Unggahan itu menimbulkan kesan seolah-olah perangkat desa tidak disiplin dan abai terhadap jam pelayanan, tanpa disertai konfirmasi atau penjelasan dari pihak pemerintah desa.
Menanggapi hal tersebut, iNews Pemalang mendatangi Kantor Desa Kaligelang, Jumat (6/2/2026) untuk meminta klarifikasi resmi. Kepala Desa Kaligelang, Agus Sudibyo, bersama sejumlah perangkat desa, memberikan penjelasan kronologis sekaligus meluruskan informasi yang dinilai tidak utuh dan cenderung menyudutkan pemerintah desa.
Agus menjelaskan bahwa pengunggah video merupakan warga pendatang bernama Sri Suharyati, yang berdomisili di Perumahan PIR Desa Kaligelang Blok E Nomor 46. Ia menyebutkan bahwa peristiwa ini berawal dari pengurusan administrasi Surat Kematian yang sebelumnya telah beberapa kali dijelaskan prosedur dan ketentuannya.
Kronologis
Menurut Agus, pada Senin (2/2/2026) sekitar pukul 10.00 WIB, seorang anak laki-laki datang ke balai desa untuk mengurus Surat Kematian.

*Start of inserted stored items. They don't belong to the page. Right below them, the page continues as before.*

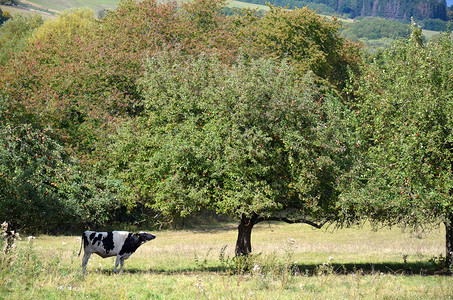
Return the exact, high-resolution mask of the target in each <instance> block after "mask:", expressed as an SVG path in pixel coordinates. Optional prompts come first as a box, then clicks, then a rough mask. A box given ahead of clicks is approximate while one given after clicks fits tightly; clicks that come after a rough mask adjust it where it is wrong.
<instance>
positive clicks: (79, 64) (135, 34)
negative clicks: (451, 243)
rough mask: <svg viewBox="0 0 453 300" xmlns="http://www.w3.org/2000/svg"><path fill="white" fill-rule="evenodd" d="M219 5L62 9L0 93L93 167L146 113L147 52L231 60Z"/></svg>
mask: <svg viewBox="0 0 453 300" xmlns="http://www.w3.org/2000/svg"><path fill="white" fill-rule="evenodd" d="M220 5H221V4H220V3H218V2H216V1H205V0H200V1H195V2H191V3H187V4H183V5H181V6H178V5H177V3H176V2H171V1H170V2H165V3H163V2H158V1H154V0H146V1H135V0H122V1H120V2H119V4H118V7H117V9H115V10H113V11H110V12H109V13H108V14H107V15H106V16H105V17H104V18H102V19H101V20H96V19H95V18H94V14H93V11H91V10H89V9H73V10H69V11H66V12H63V13H62V14H60V15H59V16H58V18H57V19H56V20H51V21H48V22H46V23H45V24H44V25H42V26H40V27H39V28H37V29H36V30H35V31H34V32H33V34H32V36H31V37H30V38H29V39H28V43H27V45H26V47H25V48H24V49H23V51H21V52H19V53H15V55H13V56H12V57H11V58H10V59H9V60H8V62H7V63H6V64H4V65H0V74H1V76H0V89H1V90H2V92H4V93H5V94H7V95H8V98H9V99H10V100H11V102H12V103H14V104H15V105H16V106H20V107H23V108H24V109H25V110H27V111H28V112H29V113H31V114H34V115H36V116H38V117H39V120H38V121H40V123H41V125H42V126H44V127H45V126H52V127H53V128H54V129H55V130H56V131H57V132H58V133H59V134H60V135H61V136H62V137H64V138H65V142H66V145H67V148H66V150H67V151H68V152H72V153H75V154H76V155H78V157H79V158H81V159H83V160H84V161H85V160H87V159H90V158H92V161H91V162H89V163H96V161H98V160H99V157H100V156H102V149H103V145H104V144H105V143H106V142H107V140H106V138H107V136H108V134H109V133H111V132H112V131H113V129H114V128H115V126H116V125H117V124H118V123H119V122H121V120H123V119H127V118H130V117H134V116H135V115H136V114H137V113H138V112H139V111H140V109H141V105H140V94H139V93H138V91H137V87H136V81H137V78H139V77H140V75H141V74H142V72H143V68H142V62H143V59H144V58H145V57H146V56H147V55H151V54H153V53H155V52H156V51H161V50H164V49H172V48H179V49H183V50H184V51H187V53H199V52H202V51H207V52H209V51H210V49H216V50H218V51H219V52H221V53H223V57H224V58H225V59H227V58H228V57H229V56H232V55H234V53H235V52H236V51H237V48H238V47H237V45H236V44H237V43H236V42H235V38H234V34H233V31H230V30H229V27H228V22H227V20H228V19H227V18H225V17H224V16H222V15H221V14H220V13H219V12H218V9H219V8H220V7H221V6H220Z"/></svg>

Namun berkas persyaratan belum lengkap, sehingga diminta untuk dilengkapi terlebih dahulu.
Keesokan harinya, Selasa (3/2/2026) sekitar pukul 11.00 WIB, Sri Suharyati yang merupakan ibu dari anak laki-laki tersebut datang langsung ke kantor desa untuk mengurus Surat Kematian, Surat Pemakaman, serta legalisir sejumlah dokumen kependudukan. Namun untuk legalisir Buku Nikah, pihak desa menyarankan agar dilakukan di Kantor Urusan Agama (KUA) yang menerbitkan dokumen tersebut.

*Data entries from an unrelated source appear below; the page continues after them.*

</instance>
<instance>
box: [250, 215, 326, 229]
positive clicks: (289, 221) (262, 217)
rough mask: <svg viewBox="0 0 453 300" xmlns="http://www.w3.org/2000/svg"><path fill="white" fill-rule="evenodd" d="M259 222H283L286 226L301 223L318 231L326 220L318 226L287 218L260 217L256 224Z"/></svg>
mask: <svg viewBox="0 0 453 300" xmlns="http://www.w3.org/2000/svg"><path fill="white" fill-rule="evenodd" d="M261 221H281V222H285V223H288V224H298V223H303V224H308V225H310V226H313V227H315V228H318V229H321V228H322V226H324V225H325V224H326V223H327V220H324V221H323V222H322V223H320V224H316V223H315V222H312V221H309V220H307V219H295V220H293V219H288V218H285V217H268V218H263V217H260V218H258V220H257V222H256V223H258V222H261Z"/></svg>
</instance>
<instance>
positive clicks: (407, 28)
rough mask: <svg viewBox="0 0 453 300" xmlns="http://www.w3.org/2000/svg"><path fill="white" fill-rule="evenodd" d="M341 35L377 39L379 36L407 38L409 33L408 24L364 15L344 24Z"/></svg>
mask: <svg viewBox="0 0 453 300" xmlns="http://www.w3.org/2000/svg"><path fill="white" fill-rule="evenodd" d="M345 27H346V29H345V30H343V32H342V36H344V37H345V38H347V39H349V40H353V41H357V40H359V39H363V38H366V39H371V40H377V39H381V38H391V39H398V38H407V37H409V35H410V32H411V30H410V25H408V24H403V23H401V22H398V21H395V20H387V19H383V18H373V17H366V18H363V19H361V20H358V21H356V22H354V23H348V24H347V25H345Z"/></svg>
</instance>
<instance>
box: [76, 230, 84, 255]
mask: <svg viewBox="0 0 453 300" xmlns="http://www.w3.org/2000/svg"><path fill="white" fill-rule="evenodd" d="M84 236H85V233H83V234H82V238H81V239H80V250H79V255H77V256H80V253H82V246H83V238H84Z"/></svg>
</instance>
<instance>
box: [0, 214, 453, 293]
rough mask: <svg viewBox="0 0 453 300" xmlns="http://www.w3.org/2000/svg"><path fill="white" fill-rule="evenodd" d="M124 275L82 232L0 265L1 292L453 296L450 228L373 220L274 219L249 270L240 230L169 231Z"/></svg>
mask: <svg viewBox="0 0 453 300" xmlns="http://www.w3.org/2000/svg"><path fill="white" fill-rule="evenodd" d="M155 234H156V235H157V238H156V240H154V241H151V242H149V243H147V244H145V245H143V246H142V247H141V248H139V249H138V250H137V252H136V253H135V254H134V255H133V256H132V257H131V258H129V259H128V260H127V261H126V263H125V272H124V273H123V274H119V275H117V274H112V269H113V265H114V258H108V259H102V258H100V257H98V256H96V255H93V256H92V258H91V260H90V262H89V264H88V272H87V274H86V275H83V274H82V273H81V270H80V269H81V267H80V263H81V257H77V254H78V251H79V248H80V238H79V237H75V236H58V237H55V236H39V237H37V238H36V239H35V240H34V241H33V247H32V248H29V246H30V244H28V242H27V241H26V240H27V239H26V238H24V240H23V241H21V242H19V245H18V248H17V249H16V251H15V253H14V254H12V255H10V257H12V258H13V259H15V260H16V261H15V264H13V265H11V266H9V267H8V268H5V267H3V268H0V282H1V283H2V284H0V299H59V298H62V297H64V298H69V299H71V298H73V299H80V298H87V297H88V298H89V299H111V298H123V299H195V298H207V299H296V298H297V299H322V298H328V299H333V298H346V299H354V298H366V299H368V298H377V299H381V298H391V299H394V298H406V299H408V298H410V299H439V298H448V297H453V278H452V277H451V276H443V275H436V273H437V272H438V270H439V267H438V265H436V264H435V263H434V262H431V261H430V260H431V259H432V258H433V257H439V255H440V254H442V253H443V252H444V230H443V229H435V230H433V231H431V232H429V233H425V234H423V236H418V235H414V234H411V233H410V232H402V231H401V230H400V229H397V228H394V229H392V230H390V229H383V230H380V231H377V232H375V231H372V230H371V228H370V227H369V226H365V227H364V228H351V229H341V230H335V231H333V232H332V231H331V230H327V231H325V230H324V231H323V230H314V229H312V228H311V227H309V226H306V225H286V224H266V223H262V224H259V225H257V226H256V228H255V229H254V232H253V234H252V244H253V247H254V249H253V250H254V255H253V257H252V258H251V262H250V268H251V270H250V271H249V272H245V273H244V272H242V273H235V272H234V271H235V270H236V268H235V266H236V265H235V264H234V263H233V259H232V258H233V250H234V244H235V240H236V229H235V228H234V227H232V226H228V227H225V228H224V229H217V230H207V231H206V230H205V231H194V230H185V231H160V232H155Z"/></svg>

“Namun yang bersangkutan tetap memaksa agar legalisir Buku Nikah dilakukan di balai desa,” ujar Agus.
Hari berikutnya, Rabu (4/2/2026), Sri Suharyati kembali datang dengan tujuan meminta dibuatkan Surat Pemakaman. Padahal, lokasi pemakaman yang dimaksud berada di luar wilayah Desa Kaligelang, yakni di Ciamis, sehingga tidak dapat diproses oleh pemerintah desa setempat.

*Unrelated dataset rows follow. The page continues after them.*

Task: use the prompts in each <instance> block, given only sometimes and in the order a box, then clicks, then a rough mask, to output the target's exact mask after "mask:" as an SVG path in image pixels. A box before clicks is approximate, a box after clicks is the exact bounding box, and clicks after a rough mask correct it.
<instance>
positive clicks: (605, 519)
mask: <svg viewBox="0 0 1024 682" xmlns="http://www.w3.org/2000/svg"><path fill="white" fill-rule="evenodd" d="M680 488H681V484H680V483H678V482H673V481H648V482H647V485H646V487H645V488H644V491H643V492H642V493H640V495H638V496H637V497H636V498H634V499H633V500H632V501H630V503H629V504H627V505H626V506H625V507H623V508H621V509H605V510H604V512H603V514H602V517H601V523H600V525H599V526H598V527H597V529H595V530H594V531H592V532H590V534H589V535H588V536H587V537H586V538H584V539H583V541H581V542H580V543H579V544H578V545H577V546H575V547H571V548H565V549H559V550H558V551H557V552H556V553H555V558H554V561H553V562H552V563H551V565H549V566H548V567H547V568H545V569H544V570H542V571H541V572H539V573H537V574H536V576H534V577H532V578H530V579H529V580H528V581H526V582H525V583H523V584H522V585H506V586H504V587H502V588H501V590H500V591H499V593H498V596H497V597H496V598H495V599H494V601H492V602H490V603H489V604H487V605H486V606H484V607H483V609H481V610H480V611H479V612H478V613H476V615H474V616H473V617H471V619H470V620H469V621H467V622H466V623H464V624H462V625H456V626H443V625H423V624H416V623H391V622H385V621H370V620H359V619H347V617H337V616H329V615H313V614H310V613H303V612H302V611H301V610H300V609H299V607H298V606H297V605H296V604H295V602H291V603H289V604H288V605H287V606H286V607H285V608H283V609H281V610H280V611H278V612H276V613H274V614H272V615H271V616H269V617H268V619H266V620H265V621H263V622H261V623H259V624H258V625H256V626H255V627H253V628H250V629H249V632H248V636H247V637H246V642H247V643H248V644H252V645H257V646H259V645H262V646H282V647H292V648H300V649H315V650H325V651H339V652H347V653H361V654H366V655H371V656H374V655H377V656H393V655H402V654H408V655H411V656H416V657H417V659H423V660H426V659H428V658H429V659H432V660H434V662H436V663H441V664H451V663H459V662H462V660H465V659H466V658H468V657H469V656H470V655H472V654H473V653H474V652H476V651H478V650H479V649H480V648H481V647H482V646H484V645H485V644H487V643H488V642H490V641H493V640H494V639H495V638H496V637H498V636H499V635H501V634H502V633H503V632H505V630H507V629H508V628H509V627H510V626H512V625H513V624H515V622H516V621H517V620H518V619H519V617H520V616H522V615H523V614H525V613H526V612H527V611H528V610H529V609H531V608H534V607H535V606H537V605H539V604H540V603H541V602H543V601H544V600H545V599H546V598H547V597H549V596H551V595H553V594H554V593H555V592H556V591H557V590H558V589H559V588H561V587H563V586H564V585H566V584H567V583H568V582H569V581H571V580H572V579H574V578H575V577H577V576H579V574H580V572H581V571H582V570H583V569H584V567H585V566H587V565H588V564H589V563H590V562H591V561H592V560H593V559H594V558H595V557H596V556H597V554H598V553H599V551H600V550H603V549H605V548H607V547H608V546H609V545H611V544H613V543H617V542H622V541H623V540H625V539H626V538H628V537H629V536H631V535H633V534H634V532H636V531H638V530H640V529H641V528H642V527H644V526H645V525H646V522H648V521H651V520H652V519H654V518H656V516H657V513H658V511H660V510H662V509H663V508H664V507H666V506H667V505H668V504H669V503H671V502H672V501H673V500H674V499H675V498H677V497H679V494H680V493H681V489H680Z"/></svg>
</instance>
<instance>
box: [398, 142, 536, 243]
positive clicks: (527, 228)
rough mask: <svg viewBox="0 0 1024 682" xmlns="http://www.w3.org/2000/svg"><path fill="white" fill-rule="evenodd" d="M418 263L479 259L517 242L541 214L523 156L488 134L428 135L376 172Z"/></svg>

Terkait waktu perekaman video, Agus menjelaskan, peristiwa tersebut terjadi saat Sri Suharyati tiba di Kantor Desa Kaligelang pada Rabu (4/2/2026).
Agus mengatakan bahwa dirinya belum berada di balai desa pada pagi hari tersebut karena sedang melayat tetangga yang meninggal dunia tepat di depan rumahnya. Meski demikian, perangkat desa sudah mulai berdatangan dan sudah ada yang berada di kantor, yakni Kaur Perencanaan Desa Kaligelang, Dea Yulianto.